Un informe técnico reveló que múltiples paquetes npm del ámbito @redhat-cloud-services distribuyeron malware capaz de robar secretos de GitHub Actions, credenciales cloud y tokens npm. La carga maliciosa también intentaba propagarse de forma autónoma republicando paquetes comprometidos.
***
- El malware se ejecutaba mediante un hook preinstall durante cada npm install y usaba varias capas de ofuscación.
- La carga apuntaba a secretos de GitHub Actions, AWS, GCP, Azure, Kubernetes, Vault, npm, CircleCI, SSH, Docker y archivos .env.
- El ataque incluía capacidades de gusano, persistencia en estaciones de trabajo y exfiltración mediante api.github.com.
Un nuevo incidente de cadena de suministro volvió a poner bajo presión al ecosistema de desarrollo JavaScript. Varios paquetes npm bajo el ámbito @redhat-cloud-services distribuyeron una carga maliciosa que se activaba de forma automática durante la instalación.
Según un análisis publicado por StepSecurity y firmado por Rohan Prabhu el 1 de junio de 2026, el malware se ejecutaba mediante un hook preinstall en cada npm install. Eso significa que el ataque podía comenzar antes de que la aplicación del usuario ejecutara su propio código.
La carga no se limitaba a una simple extracción de tokens.
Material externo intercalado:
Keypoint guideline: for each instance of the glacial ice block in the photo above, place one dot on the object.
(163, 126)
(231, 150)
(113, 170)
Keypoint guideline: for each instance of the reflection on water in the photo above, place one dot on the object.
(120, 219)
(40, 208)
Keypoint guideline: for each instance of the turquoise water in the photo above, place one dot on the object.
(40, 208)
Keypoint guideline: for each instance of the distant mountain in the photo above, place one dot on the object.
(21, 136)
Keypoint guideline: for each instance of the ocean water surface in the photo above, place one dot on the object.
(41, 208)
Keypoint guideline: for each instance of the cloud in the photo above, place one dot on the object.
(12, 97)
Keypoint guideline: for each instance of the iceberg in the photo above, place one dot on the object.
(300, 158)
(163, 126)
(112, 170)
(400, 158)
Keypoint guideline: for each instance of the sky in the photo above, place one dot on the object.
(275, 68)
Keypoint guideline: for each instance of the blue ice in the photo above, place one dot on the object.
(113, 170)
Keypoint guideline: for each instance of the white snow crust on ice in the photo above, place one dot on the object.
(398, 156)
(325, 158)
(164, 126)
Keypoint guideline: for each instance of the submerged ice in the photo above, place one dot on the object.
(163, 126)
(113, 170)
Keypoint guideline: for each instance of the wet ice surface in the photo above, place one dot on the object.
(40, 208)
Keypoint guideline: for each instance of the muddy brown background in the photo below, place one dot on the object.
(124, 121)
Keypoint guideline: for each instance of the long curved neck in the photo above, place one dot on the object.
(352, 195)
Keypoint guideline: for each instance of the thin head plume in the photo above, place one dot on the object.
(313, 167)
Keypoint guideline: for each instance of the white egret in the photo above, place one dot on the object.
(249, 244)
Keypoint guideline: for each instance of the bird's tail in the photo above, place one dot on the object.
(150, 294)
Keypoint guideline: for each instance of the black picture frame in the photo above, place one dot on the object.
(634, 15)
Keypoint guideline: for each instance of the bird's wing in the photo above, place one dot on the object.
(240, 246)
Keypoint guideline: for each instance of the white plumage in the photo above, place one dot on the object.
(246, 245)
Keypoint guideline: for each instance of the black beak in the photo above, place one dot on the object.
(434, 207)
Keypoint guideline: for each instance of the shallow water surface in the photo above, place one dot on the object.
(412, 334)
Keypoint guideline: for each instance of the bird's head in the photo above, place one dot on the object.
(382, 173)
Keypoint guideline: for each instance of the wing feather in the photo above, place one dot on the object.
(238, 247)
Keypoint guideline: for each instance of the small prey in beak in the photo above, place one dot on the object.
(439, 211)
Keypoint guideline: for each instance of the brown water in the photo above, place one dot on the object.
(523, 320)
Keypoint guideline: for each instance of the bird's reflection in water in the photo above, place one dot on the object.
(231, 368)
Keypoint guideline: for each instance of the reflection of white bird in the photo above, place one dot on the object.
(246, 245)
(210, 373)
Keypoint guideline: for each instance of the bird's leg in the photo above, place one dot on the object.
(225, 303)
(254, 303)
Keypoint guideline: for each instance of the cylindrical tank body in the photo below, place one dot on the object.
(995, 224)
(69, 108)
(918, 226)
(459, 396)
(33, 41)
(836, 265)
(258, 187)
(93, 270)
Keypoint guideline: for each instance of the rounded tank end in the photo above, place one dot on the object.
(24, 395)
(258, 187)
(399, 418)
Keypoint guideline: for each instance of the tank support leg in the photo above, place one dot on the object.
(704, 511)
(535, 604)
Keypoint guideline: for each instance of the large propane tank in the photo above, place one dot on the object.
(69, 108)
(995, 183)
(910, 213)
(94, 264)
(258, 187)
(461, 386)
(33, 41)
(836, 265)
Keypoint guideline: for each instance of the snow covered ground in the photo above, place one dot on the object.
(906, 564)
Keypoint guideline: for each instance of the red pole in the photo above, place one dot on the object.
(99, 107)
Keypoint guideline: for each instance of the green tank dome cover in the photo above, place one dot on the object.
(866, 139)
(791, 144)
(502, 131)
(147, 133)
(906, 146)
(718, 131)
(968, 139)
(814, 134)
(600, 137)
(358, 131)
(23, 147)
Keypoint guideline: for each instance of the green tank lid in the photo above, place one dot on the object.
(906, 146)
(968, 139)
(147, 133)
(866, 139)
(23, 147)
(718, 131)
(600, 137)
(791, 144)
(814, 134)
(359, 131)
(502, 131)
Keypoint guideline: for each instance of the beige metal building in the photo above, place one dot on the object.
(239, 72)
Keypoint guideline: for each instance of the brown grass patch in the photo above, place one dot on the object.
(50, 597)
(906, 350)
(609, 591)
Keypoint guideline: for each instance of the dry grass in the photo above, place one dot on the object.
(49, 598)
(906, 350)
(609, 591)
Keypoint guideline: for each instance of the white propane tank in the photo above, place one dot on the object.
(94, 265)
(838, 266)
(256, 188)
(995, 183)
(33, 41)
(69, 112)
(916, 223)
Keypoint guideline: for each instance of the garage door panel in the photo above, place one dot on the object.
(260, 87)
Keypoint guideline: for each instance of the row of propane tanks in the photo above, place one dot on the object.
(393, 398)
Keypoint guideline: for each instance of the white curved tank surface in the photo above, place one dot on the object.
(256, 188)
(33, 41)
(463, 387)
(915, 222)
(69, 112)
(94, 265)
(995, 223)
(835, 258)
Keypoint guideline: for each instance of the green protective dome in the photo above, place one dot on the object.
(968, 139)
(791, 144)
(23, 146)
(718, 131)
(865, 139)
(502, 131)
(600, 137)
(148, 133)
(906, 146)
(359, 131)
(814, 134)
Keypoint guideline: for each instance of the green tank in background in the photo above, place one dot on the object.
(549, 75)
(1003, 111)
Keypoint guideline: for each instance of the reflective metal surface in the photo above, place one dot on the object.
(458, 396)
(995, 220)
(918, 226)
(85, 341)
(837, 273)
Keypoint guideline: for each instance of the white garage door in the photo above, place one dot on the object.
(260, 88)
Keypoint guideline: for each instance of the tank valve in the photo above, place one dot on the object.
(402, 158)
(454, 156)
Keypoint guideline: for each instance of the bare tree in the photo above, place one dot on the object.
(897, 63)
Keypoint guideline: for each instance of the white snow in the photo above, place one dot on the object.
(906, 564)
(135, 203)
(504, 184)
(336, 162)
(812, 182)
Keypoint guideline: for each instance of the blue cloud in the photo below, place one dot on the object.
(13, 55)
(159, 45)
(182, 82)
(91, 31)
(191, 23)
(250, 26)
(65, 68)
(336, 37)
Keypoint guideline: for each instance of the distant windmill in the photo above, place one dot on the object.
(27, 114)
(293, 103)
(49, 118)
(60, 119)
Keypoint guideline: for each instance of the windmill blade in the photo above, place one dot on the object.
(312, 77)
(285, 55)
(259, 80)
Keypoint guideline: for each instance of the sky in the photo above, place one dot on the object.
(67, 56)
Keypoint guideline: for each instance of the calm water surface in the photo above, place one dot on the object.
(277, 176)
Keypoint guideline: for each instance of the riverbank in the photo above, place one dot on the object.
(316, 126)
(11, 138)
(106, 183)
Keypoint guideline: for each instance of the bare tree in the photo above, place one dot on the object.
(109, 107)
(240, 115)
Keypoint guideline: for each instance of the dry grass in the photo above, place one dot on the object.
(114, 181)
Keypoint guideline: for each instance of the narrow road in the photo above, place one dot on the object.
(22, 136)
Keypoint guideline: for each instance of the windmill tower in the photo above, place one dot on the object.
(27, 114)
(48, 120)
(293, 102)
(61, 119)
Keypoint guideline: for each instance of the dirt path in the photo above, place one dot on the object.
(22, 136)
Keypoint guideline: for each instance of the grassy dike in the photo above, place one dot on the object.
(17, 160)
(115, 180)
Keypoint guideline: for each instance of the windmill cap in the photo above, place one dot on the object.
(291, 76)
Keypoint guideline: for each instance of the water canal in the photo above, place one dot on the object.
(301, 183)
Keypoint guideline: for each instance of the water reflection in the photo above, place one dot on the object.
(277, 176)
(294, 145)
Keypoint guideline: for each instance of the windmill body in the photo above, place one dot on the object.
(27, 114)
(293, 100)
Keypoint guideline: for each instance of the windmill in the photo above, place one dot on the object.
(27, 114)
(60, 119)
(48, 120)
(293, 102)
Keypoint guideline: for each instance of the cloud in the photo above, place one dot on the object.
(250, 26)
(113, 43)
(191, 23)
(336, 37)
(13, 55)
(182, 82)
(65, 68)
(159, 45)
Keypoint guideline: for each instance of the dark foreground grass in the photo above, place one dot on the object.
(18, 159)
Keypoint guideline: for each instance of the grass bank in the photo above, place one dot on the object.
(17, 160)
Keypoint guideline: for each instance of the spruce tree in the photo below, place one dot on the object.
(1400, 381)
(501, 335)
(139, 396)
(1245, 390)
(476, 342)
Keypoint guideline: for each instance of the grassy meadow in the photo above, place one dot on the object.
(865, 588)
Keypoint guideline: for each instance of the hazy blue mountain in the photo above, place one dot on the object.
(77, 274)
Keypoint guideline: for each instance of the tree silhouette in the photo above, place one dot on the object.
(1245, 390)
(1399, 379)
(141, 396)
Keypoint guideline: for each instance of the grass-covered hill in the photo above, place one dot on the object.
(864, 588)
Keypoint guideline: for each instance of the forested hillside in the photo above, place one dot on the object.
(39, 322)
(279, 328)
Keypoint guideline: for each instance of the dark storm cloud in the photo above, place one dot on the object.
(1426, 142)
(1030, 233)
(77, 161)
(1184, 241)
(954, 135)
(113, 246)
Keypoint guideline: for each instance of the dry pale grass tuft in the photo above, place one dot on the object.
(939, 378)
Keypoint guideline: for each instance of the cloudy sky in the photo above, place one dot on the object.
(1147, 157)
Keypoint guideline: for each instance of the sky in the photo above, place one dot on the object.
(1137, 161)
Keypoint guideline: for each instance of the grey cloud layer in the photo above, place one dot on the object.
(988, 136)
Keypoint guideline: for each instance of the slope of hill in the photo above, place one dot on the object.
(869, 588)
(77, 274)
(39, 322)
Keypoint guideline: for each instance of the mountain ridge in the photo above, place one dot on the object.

El informe la describe como un recolector de credenciales de múltiples etapas, diseñado para buscar secretos de GitHub Actions, AWS, GCP, Azure, Kubernetes, HashiCorp Vault, npm, CircleCI y otros entornos usados por desarrolladores.
El caso resulta especialmente relevante para empresas que dependen de pipelines de CI/CD. En esos flujos, los paquetes de software pueden instalarse de forma automática con permisos amplios y acceso temporal a secretos críticos.
Un ataque que comenzó en npm install
El punto de entrada estaba en el archivo package.json de los paquetes afectados. Cada versión maliciosa declaraba un script preinstall que ejecutaba node index.js, una rutina que npm invoca durante la instalación.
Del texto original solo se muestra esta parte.